Point straightLine(Point in) { return new Point(in.x + 1, in.y + 2); }

If you call this function several times in a loop, you can plot the resulting points:

Point p = new Point(0,0); for(int i = 0; i <> { p = straightLine(p); //get a new p based on the old one point(p.x, p.y); }

Notice that on each iteration of this loop, we get a new point based on the value of the old one. We could also write this down in a more mathematical notation as follows:

(x',y') = (x,y) + (1,2), where x' is the new value of x, and y is the new value of y. A pairs of values in brackets can also be called a matrix.

When we add groups of values in matrices, we always add values in corresponding positions, so 1 gets added to x to find x', and 2 gets added to y to find y'.

If we repeat this process using the new point (x',y') as our input, we get the next point:
(x'',y'') = (x',y')+(1,2)
And so on.

So, it is possible to specify a whole set of points using just a few lines of code. Admittedly, the resulting picture here is not very exciting, but it helps to give you the idea. In fact, some functions will lead to very uninteresting pictures indeed! For example, suppose that we write a function that performs the following arithmetic:

(x',y') = (x,y) + (0,0)

If you think about this a while, you will realise that whatever the input point is, the output point is the same. That is (x',y') = (x,y). furthermore, (x'',y'') = (x',y'). So this makes the very uninteresting picture consisting of a single pixel at the point (x,y), whatever we choose x and y to be. The point is 'stuck' at its starting place. We say it is a fixed point.
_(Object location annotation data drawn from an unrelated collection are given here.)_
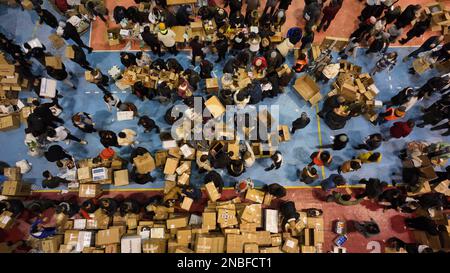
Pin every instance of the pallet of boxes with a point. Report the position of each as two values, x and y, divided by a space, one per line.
13 188
11 83
358 88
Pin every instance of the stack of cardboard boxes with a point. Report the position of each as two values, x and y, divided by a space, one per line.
357 87
11 83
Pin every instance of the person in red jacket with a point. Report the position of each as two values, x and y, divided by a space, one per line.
401 129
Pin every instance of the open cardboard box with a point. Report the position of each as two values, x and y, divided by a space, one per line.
308 89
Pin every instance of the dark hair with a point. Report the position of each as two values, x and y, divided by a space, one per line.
46 174
346 197
374 157
355 164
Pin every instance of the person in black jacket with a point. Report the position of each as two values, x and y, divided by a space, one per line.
418 29
127 59
80 58
71 32
407 16
275 189
216 178
51 181
222 46
206 67
109 206
108 138
289 214
197 49
68 208
129 205
15 206
339 143
152 41
47 17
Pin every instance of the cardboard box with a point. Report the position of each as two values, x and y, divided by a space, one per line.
213 193
89 190
271 220
16 188
51 245
154 246
121 178
178 222
6 220
291 246
171 165
130 244
9 122
251 248
212 85
184 236
308 89
144 163
252 214
108 236
12 173
255 195
187 203
54 62
112 248
209 220
215 107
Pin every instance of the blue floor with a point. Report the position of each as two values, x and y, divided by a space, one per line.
296 153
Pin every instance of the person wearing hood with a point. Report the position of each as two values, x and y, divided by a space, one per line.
167 38
71 32
221 45
47 17
152 41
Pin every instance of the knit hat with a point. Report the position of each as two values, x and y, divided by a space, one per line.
107 153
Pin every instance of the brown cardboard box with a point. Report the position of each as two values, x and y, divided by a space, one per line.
171 165
291 246
160 158
183 249
16 188
89 190
144 163
308 89
215 107
112 248
178 222
252 213
226 218
54 62
6 220
121 178
209 220
108 236
12 173
57 42
255 195
69 52
234 243
212 191
184 236
251 248
154 246
9 122
212 85
51 245
187 203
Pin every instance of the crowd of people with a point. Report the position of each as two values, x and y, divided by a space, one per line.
381 24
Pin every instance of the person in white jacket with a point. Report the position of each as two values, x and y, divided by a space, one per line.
167 38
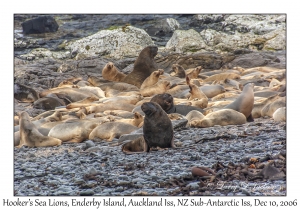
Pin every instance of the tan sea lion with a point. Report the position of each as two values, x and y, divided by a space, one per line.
194 73
244 103
31 137
95 90
111 73
280 114
111 130
24 93
159 88
143 66
196 92
157 128
74 131
84 102
137 119
221 117
222 76
152 79
270 108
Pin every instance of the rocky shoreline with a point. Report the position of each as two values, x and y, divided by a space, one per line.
42 61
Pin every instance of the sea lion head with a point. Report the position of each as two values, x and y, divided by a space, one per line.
165 100
150 108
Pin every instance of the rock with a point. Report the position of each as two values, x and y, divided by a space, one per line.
89 144
184 41
115 44
41 24
163 27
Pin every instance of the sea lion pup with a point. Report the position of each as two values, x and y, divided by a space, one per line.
111 130
110 106
143 66
194 73
265 93
270 108
244 103
157 129
95 90
135 146
212 90
179 71
280 114
152 79
221 117
31 137
167 104
159 88
197 93
70 81
260 104
73 94
194 115
133 99
111 73
74 131
24 93
136 121
85 102
48 102
56 116
222 76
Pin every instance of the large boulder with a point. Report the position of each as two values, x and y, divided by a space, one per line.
41 24
118 43
184 41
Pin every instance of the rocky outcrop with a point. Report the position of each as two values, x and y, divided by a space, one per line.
119 43
41 24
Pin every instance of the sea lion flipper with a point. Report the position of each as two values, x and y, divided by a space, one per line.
250 118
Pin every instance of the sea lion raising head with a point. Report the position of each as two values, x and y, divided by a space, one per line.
158 129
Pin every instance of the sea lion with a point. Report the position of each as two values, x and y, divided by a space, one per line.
152 79
157 129
143 66
111 130
136 121
24 93
166 102
31 137
244 103
194 73
270 108
280 114
134 146
84 102
179 71
221 117
194 115
212 90
95 90
159 88
222 76
73 131
197 93
111 73
48 102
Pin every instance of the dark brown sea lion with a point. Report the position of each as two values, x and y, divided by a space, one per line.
244 103
166 101
31 137
143 66
111 73
158 129
24 93
179 71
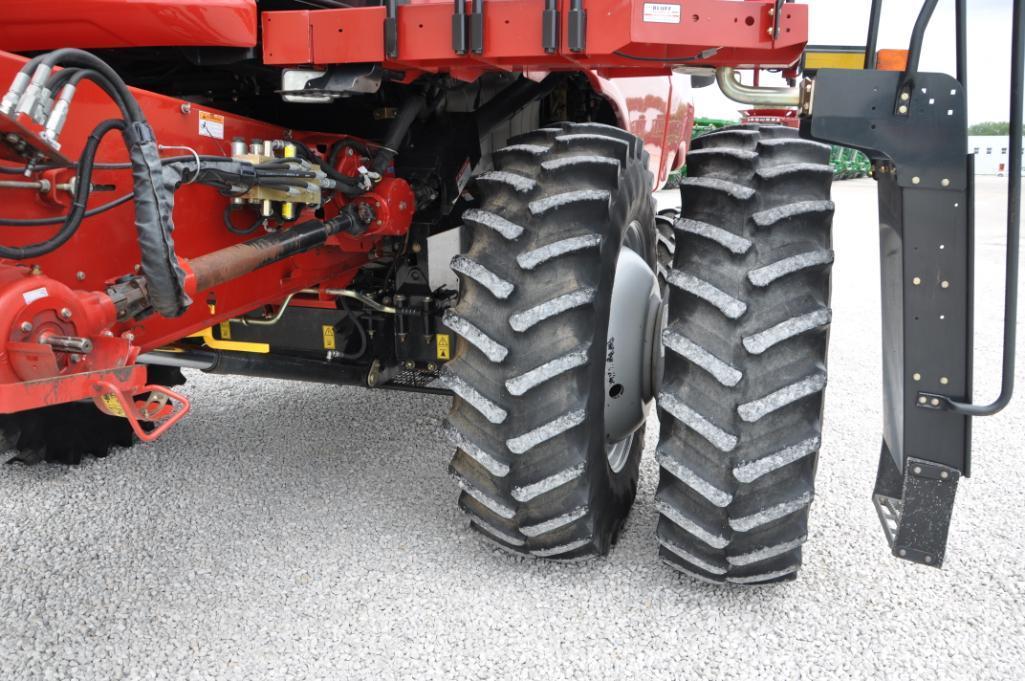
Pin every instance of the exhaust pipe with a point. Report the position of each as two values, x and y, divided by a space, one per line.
729 82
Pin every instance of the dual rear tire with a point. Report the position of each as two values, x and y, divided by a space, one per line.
746 271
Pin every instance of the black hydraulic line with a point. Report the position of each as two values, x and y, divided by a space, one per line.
73 56
960 22
411 109
459 39
1014 226
231 263
549 26
260 365
874 15
392 29
477 27
71 224
914 51
511 99
577 26
44 222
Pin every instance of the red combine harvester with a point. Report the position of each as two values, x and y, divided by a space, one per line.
250 188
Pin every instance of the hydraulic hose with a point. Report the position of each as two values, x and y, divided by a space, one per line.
71 224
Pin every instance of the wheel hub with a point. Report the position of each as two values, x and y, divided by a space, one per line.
629 353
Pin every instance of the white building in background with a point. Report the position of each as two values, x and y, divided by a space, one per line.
991 154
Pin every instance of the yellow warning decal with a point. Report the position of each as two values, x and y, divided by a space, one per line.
328 336
113 404
444 351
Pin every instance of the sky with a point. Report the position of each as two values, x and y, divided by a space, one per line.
846 23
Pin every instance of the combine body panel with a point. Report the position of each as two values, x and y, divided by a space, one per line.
251 189
37 25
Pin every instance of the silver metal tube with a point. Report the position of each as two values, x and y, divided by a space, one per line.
40 186
68 344
181 360
728 79
17 87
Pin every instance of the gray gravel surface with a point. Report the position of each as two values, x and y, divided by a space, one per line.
299 531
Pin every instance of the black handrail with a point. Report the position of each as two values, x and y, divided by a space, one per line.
1014 226
873 34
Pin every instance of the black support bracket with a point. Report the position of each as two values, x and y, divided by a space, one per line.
915 515
925 194
459 38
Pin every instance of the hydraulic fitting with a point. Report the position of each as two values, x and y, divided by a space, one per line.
32 92
43 107
17 87
55 121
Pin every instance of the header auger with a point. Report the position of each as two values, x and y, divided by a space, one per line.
169 205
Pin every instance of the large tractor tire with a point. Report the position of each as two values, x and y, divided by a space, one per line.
67 433
551 373
745 356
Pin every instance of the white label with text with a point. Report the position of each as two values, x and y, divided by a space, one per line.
659 12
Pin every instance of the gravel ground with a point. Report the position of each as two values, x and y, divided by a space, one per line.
298 531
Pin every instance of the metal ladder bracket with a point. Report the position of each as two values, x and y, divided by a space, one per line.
916 522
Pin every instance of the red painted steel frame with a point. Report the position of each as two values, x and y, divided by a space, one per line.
41 25
105 248
618 37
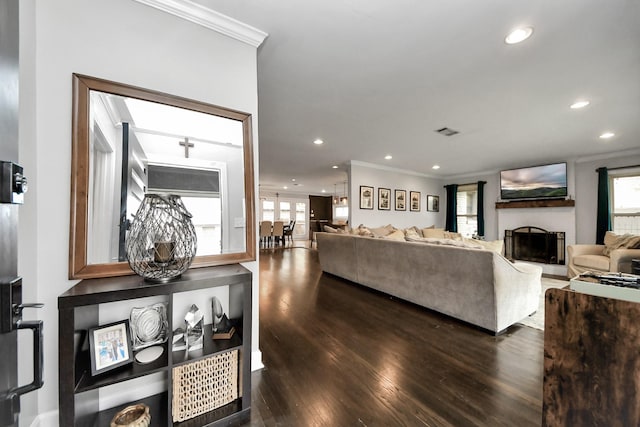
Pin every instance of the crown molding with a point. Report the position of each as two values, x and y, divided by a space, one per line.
390 169
209 18
609 155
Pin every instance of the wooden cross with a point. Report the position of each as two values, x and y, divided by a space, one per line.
186 144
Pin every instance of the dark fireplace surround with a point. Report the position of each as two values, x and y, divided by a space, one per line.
535 244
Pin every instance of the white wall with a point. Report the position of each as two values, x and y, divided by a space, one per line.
127 42
379 177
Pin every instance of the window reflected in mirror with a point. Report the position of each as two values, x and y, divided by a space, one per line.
139 147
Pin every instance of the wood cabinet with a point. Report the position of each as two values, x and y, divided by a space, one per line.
591 361
84 400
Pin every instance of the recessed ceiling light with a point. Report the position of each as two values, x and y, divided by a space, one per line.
579 104
518 35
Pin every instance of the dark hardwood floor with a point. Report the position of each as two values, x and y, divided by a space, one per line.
338 354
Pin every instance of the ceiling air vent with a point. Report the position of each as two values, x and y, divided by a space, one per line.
447 131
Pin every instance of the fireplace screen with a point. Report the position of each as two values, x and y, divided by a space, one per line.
535 244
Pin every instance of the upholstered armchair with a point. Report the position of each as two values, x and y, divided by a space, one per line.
595 258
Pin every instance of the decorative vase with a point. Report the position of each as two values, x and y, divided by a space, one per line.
161 241
132 416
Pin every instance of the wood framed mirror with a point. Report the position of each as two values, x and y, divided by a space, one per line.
128 141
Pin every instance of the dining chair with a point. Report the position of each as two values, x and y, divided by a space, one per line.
288 231
265 232
278 232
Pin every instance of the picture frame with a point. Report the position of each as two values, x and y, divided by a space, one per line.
110 346
401 200
414 200
366 197
433 203
384 199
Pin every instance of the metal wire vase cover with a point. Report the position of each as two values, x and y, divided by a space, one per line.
161 242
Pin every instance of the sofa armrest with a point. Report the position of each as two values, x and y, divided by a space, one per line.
620 259
575 250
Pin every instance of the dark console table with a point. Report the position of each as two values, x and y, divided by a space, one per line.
78 310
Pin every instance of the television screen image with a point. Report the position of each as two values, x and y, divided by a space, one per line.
536 182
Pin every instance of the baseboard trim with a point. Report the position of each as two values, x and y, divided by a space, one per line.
48 419
256 360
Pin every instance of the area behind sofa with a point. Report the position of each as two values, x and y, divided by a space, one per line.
474 285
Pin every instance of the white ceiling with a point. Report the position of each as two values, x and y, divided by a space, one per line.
377 77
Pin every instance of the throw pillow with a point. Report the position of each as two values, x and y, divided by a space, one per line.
494 245
396 235
452 235
435 233
381 231
614 241
411 233
363 231
329 229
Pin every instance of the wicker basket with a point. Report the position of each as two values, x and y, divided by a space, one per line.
204 385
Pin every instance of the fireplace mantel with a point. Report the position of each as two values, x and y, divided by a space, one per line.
552 203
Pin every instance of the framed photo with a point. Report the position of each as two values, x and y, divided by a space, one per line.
366 197
384 199
110 346
401 200
414 199
433 203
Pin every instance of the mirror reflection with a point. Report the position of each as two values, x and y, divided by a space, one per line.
138 147
127 142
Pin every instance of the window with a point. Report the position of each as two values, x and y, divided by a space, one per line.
278 209
467 209
285 212
625 203
207 220
268 210
301 220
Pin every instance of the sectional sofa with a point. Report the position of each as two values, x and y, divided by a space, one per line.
474 285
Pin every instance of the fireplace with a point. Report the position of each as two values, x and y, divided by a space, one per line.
534 244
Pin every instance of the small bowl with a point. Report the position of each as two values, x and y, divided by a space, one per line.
132 416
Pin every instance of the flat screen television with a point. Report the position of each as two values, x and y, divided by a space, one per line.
535 182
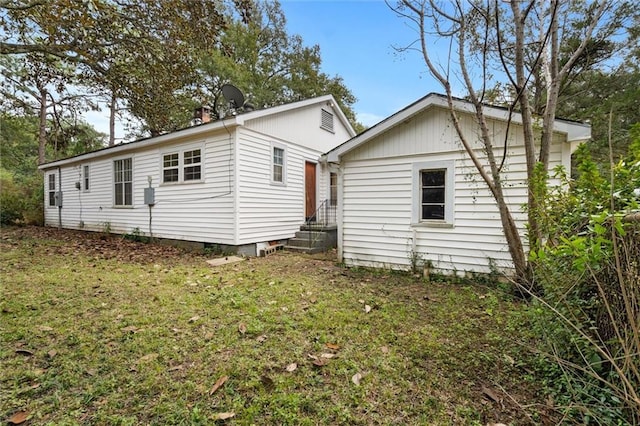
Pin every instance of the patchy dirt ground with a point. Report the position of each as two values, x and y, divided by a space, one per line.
438 350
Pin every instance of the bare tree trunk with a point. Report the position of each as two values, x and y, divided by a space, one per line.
112 119
42 129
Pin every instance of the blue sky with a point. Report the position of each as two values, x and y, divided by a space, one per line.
356 39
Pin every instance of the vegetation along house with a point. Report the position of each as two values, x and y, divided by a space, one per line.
237 183
408 192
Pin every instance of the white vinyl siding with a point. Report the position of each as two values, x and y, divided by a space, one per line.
380 217
326 120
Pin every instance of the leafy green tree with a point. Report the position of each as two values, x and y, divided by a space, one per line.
270 66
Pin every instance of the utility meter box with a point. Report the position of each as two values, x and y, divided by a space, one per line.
150 196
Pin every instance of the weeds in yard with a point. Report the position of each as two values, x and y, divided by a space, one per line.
92 339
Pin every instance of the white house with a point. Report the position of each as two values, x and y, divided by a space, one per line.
408 192
239 182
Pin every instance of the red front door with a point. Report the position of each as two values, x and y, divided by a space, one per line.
309 189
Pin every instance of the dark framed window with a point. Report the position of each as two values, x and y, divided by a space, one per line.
278 165
123 182
192 165
85 178
170 167
52 190
432 194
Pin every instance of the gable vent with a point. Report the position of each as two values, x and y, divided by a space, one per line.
326 120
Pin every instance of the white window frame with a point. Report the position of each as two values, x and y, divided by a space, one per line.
86 174
123 183
273 164
182 166
171 167
449 196
330 118
51 199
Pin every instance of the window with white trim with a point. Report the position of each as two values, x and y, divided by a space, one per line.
192 165
52 190
326 120
170 167
333 189
85 178
182 166
278 164
433 192
123 182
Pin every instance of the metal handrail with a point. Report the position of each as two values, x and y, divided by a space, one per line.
325 215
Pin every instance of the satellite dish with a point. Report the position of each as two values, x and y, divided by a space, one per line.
233 95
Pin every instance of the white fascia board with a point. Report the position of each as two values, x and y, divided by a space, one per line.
326 99
145 143
574 131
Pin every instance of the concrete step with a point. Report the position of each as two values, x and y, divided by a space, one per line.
307 250
311 235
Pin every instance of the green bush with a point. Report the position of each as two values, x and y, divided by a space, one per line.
21 199
590 304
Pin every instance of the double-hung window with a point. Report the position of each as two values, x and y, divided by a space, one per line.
85 178
52 190
182 166
278 165
123 182
192 165
433 193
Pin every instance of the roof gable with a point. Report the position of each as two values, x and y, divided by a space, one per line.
224 124
575 131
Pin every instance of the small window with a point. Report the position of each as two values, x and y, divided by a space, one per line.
333 189
85 178
326 120
52 190
123 182
278 165
170 171
192 165
432 194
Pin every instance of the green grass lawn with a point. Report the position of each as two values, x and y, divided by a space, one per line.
96 329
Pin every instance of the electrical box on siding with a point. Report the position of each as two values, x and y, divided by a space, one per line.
150 196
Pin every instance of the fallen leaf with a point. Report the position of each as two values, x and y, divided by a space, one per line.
267 382
224 416
18 417
356 379
218 383
490 393
149 357
291 367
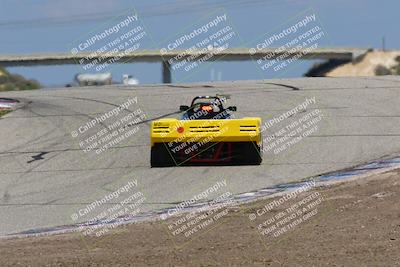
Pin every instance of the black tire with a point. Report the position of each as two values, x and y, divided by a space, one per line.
250 154
160 156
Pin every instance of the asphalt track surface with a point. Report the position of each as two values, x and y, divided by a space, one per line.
45 177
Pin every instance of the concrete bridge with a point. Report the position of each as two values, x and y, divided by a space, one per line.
230 54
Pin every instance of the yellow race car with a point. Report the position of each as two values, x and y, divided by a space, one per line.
207 134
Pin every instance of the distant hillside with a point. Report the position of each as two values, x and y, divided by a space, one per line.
373 63
15 82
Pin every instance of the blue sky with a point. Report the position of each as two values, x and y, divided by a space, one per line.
53 25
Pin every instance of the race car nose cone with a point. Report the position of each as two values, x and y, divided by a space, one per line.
180 129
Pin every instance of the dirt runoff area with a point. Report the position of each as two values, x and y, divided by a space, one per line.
355 223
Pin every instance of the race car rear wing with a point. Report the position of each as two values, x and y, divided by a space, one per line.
230 130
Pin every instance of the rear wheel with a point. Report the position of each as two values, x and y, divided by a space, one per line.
250 154
160 156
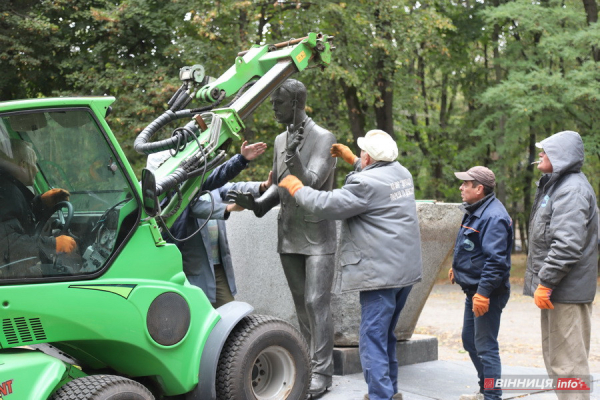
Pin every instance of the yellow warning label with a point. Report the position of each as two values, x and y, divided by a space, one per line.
301 56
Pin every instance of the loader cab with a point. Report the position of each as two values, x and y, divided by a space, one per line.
64 148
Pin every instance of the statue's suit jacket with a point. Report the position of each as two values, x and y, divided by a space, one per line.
299 231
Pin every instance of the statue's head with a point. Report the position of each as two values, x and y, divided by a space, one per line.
288 100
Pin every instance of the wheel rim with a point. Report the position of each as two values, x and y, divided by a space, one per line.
273 373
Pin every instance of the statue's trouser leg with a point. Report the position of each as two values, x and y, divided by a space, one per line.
310 279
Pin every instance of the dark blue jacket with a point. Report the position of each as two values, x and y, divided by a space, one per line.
482 251
217 178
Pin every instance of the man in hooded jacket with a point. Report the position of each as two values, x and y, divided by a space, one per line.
380 249
561 265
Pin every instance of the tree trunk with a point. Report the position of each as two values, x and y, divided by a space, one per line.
591 11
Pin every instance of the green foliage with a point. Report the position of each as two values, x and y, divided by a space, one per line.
457 83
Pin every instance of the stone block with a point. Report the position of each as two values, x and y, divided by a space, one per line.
261 282
417 349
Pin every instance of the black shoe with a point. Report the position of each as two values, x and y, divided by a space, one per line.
397 396
319 384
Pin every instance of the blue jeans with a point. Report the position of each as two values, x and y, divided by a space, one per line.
380 310
480 340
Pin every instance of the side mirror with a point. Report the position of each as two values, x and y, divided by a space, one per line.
149 193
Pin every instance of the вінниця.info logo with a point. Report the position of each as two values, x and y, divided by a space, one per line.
531 383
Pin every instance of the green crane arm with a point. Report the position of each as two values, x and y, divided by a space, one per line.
201 143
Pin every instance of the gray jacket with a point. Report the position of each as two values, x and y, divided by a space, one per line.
198 267
563 228
380 239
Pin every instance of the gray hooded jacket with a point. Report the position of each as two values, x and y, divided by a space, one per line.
563 227
380 241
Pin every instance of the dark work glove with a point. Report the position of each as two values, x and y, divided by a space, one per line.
245 200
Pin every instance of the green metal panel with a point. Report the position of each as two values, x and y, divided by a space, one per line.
29 375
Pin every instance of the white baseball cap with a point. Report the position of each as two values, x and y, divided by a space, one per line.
379 145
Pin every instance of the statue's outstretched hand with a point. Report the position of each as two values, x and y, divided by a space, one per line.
343 151
245 200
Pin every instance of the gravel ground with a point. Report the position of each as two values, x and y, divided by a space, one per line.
519 338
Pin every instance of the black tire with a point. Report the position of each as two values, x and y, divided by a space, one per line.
263 358
102 387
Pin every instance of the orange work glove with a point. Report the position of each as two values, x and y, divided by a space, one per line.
291 183
54 196
341 150
481 304
65 244
541 296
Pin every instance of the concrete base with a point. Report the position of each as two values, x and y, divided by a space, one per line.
261 282
418 349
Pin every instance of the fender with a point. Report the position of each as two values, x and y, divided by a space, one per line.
231 314
28 374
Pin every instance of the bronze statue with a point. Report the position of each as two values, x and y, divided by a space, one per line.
306 244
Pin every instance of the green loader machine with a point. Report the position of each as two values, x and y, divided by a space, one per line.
116 318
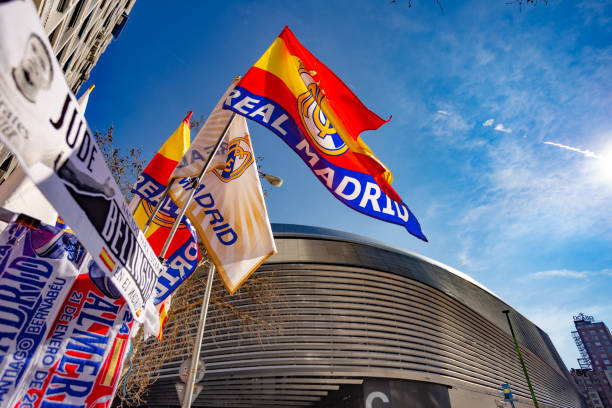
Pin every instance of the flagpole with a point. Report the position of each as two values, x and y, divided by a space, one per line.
194 187
158 205
518 351
195 355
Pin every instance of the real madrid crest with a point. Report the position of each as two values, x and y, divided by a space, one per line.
319 128
239 158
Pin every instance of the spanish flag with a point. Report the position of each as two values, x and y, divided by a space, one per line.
296 96
183 254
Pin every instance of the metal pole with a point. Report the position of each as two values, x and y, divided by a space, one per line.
195 186
518 351
158 205
195 357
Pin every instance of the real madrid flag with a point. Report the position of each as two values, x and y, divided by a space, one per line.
296 96
228 209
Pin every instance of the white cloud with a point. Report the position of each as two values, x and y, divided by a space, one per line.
586 153
501 128
558 273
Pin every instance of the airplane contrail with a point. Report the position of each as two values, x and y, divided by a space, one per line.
586 153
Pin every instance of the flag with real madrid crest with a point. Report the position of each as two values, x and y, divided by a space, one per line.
296 96
228 209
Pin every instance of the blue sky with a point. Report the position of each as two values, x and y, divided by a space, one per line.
500 142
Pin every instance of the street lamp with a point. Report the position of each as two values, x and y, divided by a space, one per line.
275 181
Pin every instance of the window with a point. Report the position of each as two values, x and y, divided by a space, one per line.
61 7
110 15
68 61
84 25
75 13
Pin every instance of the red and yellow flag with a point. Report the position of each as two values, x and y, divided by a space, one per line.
296 96
182 255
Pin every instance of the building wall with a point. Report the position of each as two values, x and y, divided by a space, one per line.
80 31
595 384
354 312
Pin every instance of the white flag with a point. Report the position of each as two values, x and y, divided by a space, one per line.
42 123
228 210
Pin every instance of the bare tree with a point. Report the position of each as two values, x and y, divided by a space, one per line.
259 293
125 167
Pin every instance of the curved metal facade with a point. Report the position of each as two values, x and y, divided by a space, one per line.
355 310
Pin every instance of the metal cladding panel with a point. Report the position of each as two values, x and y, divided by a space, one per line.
353 311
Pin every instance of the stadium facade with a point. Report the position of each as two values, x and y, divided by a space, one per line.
363 324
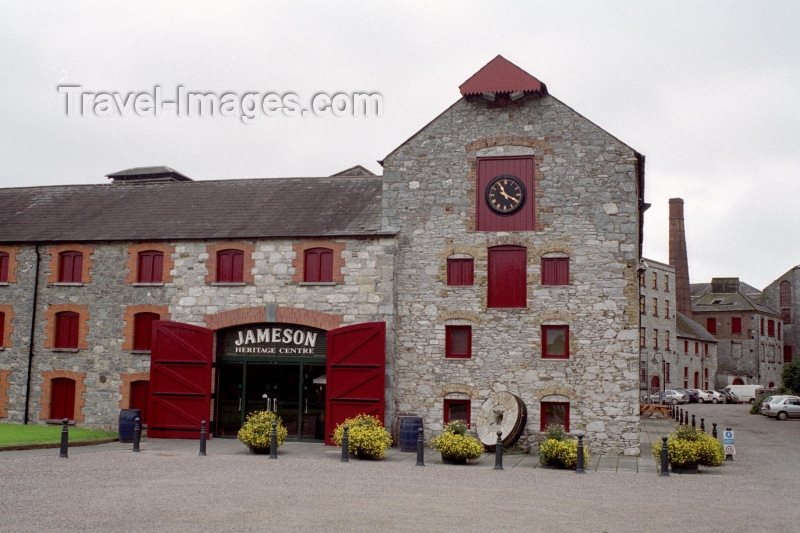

While this example has all input values as fixed points,other functions may have fixed points for only some input values. Consider, for example,

out = 3*in - 2.

When in is 1, out is also 1. If we were to put the out value back into this function, it would only compute the value 1 again. This again is a fixed point of the function. (But other points, such as an input of 2, are not fixed.)

The next bit requires a bit of a leap of faith and some hand-waving. The thing is, whilst this fixed point is very uninteresting in itself, you can write very similar functions that consists of whole sets of points that collectively make beautiful pictures. They are also called fixed points, but the sense on this occasion is of a set of points, and the fixedness of these points is within the set. For example, suppose we have the set of points, let's call it P = {(1,2), (2,5) , (3,6)} and a pseudo Processing function

Point magic(Point in) { if (the input is in P) { return another point in P; } else { return a point closer to the points in P; }

Now it should be possible to have a really interesting or beautiful set of points P. Furthermore, we should be able to pick a point (any point, nothing up the sleeve) and "pretty soon" we should get a point back that is in the set P. Once we do have a point in P, we can start plotting them, and then we should get a really interesting or beautiful picture.

It may appear, and you'd be right, that I have still avoided the crucial question of how you come up with the interesting set of points P. How, for example, would one get a set of points to create a picture of a leaf?

This is the bit you will have to take on faith, unless you would like to explore the maths more deeply. There is a theorem, called the collage theorem (magicked by a magician called Barnsley), which tells you how to construct such a set of points. The trick is that you have first to imagine the shape you want to draw, and then imagine how you would twist, turn, shrink or grow that shape, in order to make copies of itself that fit on top of itself. What? Did I just say that? Yes, a bit like this:

Figure 3 A picture we can make some sense of in terms of collage

And now I probably need to use IExplorer as blogger won't let me load images in firefox today...

It is getting a little trickier than I thought it might. At least, how will readers write their own IFS without understanding collage.... does it matter... should I do something simpler like a random walk?

Some of this discussion probably would be better off in the previous chunk.